How to use gpu computing

About gpu computing and cpu computing:

The gpu runs the corresponding gpu instructions , not the language, and the same goes for the cpu . All languages ​​must be compiled into machine instructions for the corresponding platform. Or convert it into machine instructions when executed by a parser . When Python does deep learning and needs GPU acceleration, the bottom layer still needs to be converted into GPU instructions through a compiler . The tools used are generally CUDA, Opencl, and DirectCompute. Using CUDA is to compile C/C++ code into GPU instructions. Together with other API call codes, it can only be used on Nvidia GPUs . OpenCL and DirectCompute do not distinguish between graphics cards. This driver is implemented as long as the graphics card hardware supports general computing. CL's kernel is a C-like language. It will eventually be compiled into GPU instructions. As for what C++ and Java can do, it is just calling the compiled Kernel. Copy the data into it and pass the parameters. After the GPU completes the calculation, the CPU retrieves the data. GPU computing is generally oriented to large-scale unified data. The so-called unity means that the data types are all the same. It is an array of fixed type and size . Because it is SIMD/SIMT, it is suitable for simple calculations. The processing of each data unit is the same, and it is not suitable for logic with complex conditional jumps. Therefore, the usage scenarios of GPU acceleration are relatively limited. Additional SIMD instruction acceleration, for small data, can be prioritized. Because of GPU acceleration, memory copying may be required, and the usage overhead is relatively high. If you use SIMD, you can directly use the CPU's special instructions MMX SSE AVX to accelerate. Java should have a corresponding package, and C++ uses Intrinsic header files.

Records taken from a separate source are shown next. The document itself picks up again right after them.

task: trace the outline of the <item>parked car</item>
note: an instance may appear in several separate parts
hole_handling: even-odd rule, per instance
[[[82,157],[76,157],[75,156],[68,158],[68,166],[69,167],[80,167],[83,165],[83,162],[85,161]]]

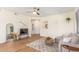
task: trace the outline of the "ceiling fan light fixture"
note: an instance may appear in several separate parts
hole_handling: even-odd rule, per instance
[[[33,15],[37,15],[37,12],[34,11],[34,12],[33,12]]]

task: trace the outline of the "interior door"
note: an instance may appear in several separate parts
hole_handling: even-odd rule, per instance
[[[32,21],[32,34],[40,34],[40,21],[39,20]]]

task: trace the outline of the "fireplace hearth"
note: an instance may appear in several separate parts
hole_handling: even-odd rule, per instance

GPU is particularly suitable for running data parallel processing tasks of single program and multiple data streams, that is, it mainly supports SPMD parallel computing mode (the idea of ​​matlab's spmd is that different data are processed by the same program . Of course, this program can be written internally for different situations. Processing code. The parallel idea of ​​parfor is to assign the same batch of data to different loop bodies in the for loop for processing. The internal implementation code of spmd has few restrictions, and the flexibility of spmd is much higher than parfor )

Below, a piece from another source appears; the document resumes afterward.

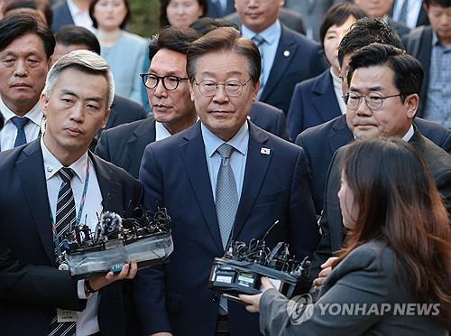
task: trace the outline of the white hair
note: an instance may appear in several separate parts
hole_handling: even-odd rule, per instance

For machine learning, big data is needed for training. That is to say, a large number of parallel repeated calculations are required. GPU has this expertise and is very suitable.
  Big data is already a science and technology closely related to people's lives, and with the popularization and development of the Internet and the Internet of Things, big data will bring greater commercial value to modern society. In the era of big data, due to the huge amount of data processed and the improvement of data processing algorithms, only using the CPU to analyze massive data will lead to inefficiency. Therefore, people began to build new computing architectures to improve the performance of big data processing. People first applied GPU to big data processing. Although the GPU does not have the complex control logic of the CPU, it has a large number of computing resources that the CPU cannot match, and the structure type of the GPU is very uniform, which is suitable for parallel computing of large amounts of data.

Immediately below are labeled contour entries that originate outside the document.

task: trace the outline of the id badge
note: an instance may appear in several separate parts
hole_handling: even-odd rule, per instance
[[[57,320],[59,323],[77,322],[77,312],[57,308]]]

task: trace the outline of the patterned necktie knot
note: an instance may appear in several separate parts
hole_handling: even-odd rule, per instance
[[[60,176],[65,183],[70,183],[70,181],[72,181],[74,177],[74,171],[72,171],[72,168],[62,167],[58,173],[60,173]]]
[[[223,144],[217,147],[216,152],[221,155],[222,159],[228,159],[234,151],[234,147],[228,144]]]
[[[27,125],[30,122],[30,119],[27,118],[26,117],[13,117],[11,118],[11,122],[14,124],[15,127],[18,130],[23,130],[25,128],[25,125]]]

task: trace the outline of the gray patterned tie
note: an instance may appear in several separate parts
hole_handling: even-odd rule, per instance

There are the following six types of operations suitable for GPU operations:

(1) A large number of lightweight operations

That is, using a large amount of data or using the same data to call the same formula or calculation process multiple times. The formula itself is not complicated, but it is executed more times. This is the inherent advantage of GPU.

(2) Highly parallel

High degree of parallelism means that the operations on each data do not affect each other, that is, the degree of coupling is low. Due to the hardware foundation of the GPU itself, various workgroups do not communicate with each other. Only work-items within the same workgroup communicate with each other. Therefore, the GPU itself does not support calculations with high data coupling such as iteration. This is due to the GPU itself. Require.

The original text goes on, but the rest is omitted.